Today, the Large Hadron Collider, as a particle accelerator, is used to collide hadrons in the tunnel at 99,9999% of the light speed (faster than the microwaves now used by high-frequency traders to carry data from point to point). The goals of the LHC was to prove some theoretical predictions made by physicists about the particle physics; above all, the collider was designed to find (no not) the existence of the theorized Higgs boson. That was made in 2012, and in 2013 Peter Higgs won the Nobel Prize in Physics (shared with François Englert) “for the theoretical discovery of a mechanism that contributes to our understanding of the origin of mass of subatomic particles” (by the way: Higgs never described the boson as “the particle of God”; he just said, one day, the boson was “a goddam particle” since it was hard to find). One of the very interesting points of the book is it shows how a small geographical area around Geneva is so “close” to the very first times of the universe, the co-called “Big Bang”. When I was editing the book, I was amused to see that scientists working at the LHC have to face issues known by the people working in the high-frequency trading industry – for instance, the hadrons travel so fast that physicists need to be very very careful about the time-stamps of their experiments.

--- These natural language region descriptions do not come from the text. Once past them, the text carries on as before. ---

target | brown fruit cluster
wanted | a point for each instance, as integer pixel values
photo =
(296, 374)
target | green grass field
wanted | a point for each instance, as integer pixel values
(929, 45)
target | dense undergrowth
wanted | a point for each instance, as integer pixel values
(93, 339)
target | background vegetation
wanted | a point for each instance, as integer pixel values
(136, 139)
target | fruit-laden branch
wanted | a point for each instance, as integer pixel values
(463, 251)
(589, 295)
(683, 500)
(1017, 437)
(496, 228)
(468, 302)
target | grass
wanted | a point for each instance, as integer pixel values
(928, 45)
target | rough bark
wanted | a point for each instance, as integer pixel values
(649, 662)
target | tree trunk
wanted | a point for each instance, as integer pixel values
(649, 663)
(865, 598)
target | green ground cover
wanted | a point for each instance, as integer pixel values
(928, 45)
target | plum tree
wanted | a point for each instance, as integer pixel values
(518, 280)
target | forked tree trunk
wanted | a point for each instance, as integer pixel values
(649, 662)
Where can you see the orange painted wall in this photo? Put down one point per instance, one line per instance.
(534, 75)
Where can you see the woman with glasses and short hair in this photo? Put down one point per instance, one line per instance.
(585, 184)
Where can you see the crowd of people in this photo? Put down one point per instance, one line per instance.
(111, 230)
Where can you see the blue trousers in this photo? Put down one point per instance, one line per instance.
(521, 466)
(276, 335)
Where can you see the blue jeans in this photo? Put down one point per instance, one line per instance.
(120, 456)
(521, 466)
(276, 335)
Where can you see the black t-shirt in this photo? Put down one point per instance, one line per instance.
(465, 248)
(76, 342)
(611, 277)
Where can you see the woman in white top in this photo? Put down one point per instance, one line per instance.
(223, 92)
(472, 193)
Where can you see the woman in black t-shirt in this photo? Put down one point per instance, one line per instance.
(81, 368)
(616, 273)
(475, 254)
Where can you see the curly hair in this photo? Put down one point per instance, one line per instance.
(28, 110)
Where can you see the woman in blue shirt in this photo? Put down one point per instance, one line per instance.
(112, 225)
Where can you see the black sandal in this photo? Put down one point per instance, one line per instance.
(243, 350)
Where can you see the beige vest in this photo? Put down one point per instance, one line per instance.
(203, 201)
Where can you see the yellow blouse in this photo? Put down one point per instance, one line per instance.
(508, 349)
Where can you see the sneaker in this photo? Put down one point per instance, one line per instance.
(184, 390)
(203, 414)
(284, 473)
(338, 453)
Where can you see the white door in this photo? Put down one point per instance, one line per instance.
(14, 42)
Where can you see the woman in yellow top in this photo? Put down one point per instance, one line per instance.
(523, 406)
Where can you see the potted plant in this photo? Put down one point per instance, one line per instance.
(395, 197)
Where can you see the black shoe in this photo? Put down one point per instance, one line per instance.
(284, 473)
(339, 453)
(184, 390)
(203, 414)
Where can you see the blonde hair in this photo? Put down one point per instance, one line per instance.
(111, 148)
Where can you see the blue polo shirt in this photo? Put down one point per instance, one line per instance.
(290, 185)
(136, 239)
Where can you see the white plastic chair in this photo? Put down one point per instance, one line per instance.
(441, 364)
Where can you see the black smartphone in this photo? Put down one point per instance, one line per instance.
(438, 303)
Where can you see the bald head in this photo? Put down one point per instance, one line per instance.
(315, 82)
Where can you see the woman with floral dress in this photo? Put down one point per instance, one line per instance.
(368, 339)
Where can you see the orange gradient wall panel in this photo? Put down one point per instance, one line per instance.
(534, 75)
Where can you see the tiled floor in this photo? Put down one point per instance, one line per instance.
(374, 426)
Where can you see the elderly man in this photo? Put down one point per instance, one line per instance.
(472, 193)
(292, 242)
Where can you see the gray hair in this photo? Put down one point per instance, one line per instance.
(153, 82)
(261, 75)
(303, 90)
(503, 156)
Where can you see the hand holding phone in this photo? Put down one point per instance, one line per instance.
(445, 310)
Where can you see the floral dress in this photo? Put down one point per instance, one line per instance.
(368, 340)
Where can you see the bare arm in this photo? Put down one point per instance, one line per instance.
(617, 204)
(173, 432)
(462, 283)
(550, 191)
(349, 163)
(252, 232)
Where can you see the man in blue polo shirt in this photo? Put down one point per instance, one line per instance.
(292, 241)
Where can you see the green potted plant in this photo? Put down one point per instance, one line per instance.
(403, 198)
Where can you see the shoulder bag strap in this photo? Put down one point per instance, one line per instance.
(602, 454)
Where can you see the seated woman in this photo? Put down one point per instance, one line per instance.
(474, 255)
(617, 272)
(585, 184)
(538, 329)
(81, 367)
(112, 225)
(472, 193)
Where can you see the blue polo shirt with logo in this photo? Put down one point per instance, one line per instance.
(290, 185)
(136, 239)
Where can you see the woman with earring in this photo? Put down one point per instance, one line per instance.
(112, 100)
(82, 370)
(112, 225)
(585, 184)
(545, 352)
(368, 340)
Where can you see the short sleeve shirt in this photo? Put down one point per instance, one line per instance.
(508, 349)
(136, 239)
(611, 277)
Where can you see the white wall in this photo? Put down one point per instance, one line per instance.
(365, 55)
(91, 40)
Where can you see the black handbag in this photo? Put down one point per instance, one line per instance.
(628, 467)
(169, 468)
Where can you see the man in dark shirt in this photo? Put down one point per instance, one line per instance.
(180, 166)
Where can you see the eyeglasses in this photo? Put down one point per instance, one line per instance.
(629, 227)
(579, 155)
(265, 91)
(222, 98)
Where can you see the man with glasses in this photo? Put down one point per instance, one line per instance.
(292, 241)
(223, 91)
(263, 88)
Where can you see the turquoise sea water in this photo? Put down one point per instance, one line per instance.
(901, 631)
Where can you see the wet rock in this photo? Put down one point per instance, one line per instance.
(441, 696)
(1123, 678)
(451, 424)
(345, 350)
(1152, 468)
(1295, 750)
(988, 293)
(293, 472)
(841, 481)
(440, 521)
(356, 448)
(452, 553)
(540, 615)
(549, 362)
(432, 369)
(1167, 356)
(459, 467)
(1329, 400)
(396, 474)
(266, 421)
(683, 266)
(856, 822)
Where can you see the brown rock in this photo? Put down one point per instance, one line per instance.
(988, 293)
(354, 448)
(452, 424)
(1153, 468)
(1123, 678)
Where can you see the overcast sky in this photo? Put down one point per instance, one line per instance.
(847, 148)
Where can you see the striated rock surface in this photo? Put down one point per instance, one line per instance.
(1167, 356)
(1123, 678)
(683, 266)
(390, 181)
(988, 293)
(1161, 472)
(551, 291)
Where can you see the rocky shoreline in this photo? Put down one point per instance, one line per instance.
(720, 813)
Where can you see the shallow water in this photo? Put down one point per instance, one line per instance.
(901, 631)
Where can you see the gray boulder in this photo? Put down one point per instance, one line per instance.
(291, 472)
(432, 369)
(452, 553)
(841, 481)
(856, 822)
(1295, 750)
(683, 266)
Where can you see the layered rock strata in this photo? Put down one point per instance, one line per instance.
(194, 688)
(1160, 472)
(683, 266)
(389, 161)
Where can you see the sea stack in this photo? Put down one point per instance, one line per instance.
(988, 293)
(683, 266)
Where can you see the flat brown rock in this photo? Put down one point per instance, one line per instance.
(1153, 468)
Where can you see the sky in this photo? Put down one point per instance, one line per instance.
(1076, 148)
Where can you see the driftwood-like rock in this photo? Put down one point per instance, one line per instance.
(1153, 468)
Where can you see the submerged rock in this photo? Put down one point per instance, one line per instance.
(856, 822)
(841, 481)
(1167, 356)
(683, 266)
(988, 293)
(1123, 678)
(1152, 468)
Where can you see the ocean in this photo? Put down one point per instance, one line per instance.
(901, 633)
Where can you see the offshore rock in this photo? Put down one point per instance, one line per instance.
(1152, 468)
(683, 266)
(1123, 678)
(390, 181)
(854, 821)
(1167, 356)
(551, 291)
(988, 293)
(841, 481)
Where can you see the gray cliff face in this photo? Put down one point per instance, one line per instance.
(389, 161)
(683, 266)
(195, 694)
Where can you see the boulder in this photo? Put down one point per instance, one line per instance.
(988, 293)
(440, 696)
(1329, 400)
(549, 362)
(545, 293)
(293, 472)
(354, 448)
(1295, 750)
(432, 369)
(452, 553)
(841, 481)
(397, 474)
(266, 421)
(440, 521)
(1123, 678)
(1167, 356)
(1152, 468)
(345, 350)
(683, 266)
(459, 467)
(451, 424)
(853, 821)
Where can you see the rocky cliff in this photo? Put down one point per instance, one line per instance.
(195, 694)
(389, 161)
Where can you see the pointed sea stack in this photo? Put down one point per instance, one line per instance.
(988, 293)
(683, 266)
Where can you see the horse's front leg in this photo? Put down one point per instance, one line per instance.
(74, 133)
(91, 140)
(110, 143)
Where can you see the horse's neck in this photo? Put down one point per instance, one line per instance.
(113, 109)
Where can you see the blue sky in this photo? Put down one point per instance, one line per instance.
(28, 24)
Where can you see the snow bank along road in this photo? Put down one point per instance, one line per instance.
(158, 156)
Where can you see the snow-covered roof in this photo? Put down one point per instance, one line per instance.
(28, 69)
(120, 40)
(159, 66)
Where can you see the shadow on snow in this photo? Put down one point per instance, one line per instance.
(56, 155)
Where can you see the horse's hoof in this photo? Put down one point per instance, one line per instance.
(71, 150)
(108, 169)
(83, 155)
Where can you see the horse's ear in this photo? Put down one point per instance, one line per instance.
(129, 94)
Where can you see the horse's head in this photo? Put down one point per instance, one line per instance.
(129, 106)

But the real connection between the Large Hadron Collider and High-Frequency Trading are neutrinos. Apart colliding hadrons in the LHC tunnel, the CERN also tested (between 2006 and 2012) the way neutrinos can travel across the Earth. Neutrinos are light charged particles and can penetrate rocks. From the Geneva site, the CERN sent neutrinos to the Gran Sasso National Laboratory, in Italy, a project named OPERA (the technical details are there):
At some point, in September 2011, something really strange happened: neutrinos sent from Geneva arrived in Gran Sasso 60 nanoseconds faster that light speed.
What the f… was going on? How was it possible for particles to beat light speed? What happened to Einstein’s theory of relativity? Of course, when the outcomes of the experiment were released, the high-frequency trading world looked at the neutrinos. But (of course) there was a problem. The first CERN statement about the speed of neutrinos was released in September 2011, and in February 2012 an official update explained that this speed was overvalued: “The first possible effect concerns an oscillator used to provide the time-stamps for GPS synchronizations. It could have led to an overestimate of the neutrino’s time of flight. The second concerns the optical fibre connector that brings the external GPS signal to the OPERA master clock, which may not have been functioning correctly when the measurements were taken.” In a word: it was a problem of clock synchronisation between Geneva and Gran Sasso, and that is exactly what the high-frequency trading industry has to face now: clock synchronisation between different exchanges geographically dispersed around the world.
I will return to this point (clock synchronisation) in my next post about “The Nature of Time” in the HFT world. I truly understand why HFts have expressed interest in neutrinos: the fastest technology available to link different exchanges is microwave, but microwave need towers/dishes above the ground, and the world is a sphere, so you have to deal with the curve of the Earth, and because of the curve HFTs are losing time. Too bad. Mother Nature is not helping.
PS: I tried to design a book cover that could reflect what happens in the Large Hadron Collider, where particles are bumping into each other. There is a lot of movement in there. I came up with this optical illusion – a type of tunnel. If you look at the center of the cover, you should see some white points moving lightly.